Installée sur une niche, Stereolabs n’a pas à craindre une concurrence trop vive, même si les concurrents ont tout de même pour noms Sony et 3ality. « Nous avons beaucoup de demandes, de l’étranger pour l’essentiel.» Aux Etats-Unis, Stereolabs dispose d’un bureau de représentation à Los Angeles. A terme, elle prévoit de créer une filiale. Moyennant une levée de fonds… Un pas que Stereolabs envisage de franchir d’ici la fin 2012.

L’intérêt d’une implantation sur le Plateau

Pour autant, Cécile et ses collègues ne prévoient pas quitter l’Institut d’Optique, encore moins le Plateau de Saclay. Actuellement, leur jeune société travaille avec deux laboratoires de recherche, l’un situé sur le campus du CEA, l’autre à Rouen (l’Insa). Même à l’heure de skype, la proximité reste un atout.

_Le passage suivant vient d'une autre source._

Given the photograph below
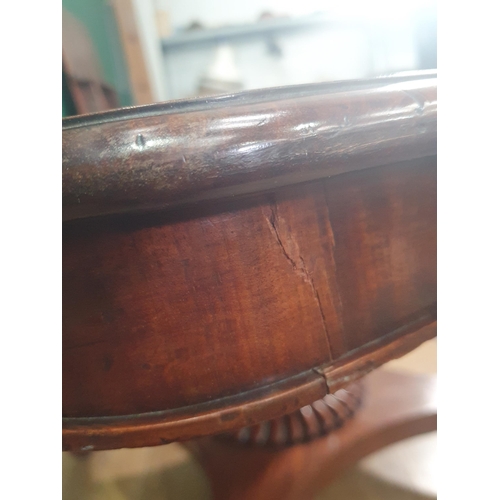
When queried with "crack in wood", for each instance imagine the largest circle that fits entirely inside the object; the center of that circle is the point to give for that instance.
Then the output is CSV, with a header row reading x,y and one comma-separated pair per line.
x,y
300,269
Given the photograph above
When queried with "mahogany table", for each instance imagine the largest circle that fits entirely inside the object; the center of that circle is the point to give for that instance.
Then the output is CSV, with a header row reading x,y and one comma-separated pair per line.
x,y
234,266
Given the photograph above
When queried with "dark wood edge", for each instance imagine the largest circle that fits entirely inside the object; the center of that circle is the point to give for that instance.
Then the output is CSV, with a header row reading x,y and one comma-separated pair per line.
x,y
258,96
85,434
188,152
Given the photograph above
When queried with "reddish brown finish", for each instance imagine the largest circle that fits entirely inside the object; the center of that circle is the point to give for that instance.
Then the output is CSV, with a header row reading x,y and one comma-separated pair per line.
x,y
396,406
188,151
205,318
309,422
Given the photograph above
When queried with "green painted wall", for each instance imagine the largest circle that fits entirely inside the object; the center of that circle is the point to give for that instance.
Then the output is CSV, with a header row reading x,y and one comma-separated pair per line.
x,y
98,18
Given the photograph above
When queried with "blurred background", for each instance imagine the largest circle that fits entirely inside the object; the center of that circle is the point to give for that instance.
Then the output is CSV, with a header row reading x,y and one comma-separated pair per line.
x,y
120,53
132,52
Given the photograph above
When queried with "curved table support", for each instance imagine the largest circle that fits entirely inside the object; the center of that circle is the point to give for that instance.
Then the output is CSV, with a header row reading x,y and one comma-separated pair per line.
x,y
396,406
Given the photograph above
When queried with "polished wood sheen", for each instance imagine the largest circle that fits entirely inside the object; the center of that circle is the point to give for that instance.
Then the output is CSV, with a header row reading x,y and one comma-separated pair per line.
x,y
230,260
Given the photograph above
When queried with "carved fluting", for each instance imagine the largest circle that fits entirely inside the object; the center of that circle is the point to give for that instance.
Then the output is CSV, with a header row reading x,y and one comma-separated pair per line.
x,y
309,422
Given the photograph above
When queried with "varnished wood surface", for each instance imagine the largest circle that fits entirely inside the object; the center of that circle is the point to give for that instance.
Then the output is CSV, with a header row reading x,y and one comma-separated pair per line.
x,y
397,406
202,318
188,151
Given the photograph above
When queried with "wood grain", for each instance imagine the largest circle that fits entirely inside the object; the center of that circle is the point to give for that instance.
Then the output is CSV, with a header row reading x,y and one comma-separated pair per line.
x,y
397,406
188,151
201,318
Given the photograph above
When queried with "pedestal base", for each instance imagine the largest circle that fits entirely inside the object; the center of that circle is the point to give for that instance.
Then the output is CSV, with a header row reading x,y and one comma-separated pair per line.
x,y
395,406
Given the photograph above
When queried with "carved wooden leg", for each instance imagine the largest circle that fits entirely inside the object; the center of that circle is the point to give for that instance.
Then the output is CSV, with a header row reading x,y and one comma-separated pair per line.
x,y
395,406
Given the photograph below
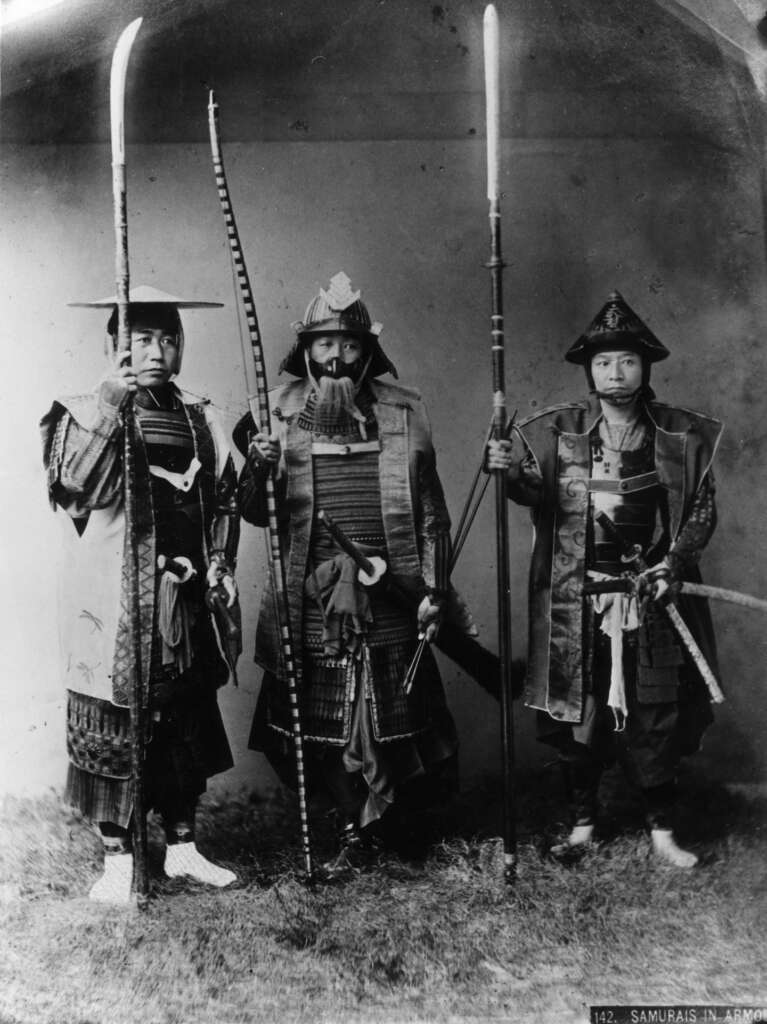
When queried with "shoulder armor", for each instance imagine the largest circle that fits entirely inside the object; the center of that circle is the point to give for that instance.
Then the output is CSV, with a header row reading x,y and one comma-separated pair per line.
x,y
395,393
551,410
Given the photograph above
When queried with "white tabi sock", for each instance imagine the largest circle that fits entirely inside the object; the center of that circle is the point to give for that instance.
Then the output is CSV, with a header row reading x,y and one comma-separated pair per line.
x,y
666,847
114,886
581,836
183,859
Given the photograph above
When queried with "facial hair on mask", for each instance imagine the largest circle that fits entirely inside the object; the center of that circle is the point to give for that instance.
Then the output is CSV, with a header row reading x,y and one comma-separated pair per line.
x,y
336,398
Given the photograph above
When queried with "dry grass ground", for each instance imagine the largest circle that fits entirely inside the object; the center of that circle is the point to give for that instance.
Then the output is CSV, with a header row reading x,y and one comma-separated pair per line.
x,y
435,938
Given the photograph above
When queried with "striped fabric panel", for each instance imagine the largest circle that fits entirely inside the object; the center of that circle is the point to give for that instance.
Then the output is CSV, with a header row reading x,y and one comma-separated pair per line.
x,y
165,427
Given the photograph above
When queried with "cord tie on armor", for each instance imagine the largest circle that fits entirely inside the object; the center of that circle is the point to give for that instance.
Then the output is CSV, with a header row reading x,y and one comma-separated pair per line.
x,y
620,614
174,623
344,603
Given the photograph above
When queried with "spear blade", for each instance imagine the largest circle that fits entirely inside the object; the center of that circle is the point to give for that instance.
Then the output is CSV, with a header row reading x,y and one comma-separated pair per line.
x,y
117,122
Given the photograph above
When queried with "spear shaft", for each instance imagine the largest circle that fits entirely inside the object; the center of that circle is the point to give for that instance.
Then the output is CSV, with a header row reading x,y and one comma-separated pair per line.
x,y
496,265
122,274
259,407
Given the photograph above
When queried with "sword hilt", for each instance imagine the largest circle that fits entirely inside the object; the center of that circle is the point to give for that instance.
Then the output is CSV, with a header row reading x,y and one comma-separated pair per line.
x,y
345,543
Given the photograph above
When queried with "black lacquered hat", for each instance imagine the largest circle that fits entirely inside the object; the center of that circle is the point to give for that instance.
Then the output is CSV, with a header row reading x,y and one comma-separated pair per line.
x,y
616,326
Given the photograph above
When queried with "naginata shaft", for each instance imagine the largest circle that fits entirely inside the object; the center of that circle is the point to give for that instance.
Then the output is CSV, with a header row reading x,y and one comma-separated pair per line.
x,y
259,407
496,264
122,274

Le campus d’Orsay jouit en outre d’une visibilité internationale. « Quand nous discutons avec les entreprises américaines qui s’intéressent aux technologies de pointe comme la nôtre, nous mesurons qu’à leurs yeux, c’est un plus d’avoir une adresse sur ce campus.» Aux Etats-Unis, la recherche académique sanctionnée par un phD est autrement plus valorisée qu’en France. D’où d’ailleurs le nom de la société :

- Stereo, pour souligner la vocation première : la stéréoscopie (autrement dit la vision en 3D), à partir de la vision binoculaire (deux caméras pour reproduire la vision humaine) ;

- Labs, pour marquer le fait que tout entrepreneur qu’ils sont, Cécile et ses collègues travaillent avec des chercheurs. « Cette appellation est courante aux Etats-Unis où l’on apprécie la collaboration étroite avec le monde de recherche. C’est un gage de sérieux et d’innovation.» Ce qui n’est pas encore le cas en France.

Ce dont Cécile ne s’inquiète pas outre mesure. « C’est tout sauf un handicap. A la différence d’autres sociétés, nous n’avons aucune difficulté à trouver des stagiaires et des partenaires. Nous baignons dans un environnement qui nous permet de cultiver nos connaissances.»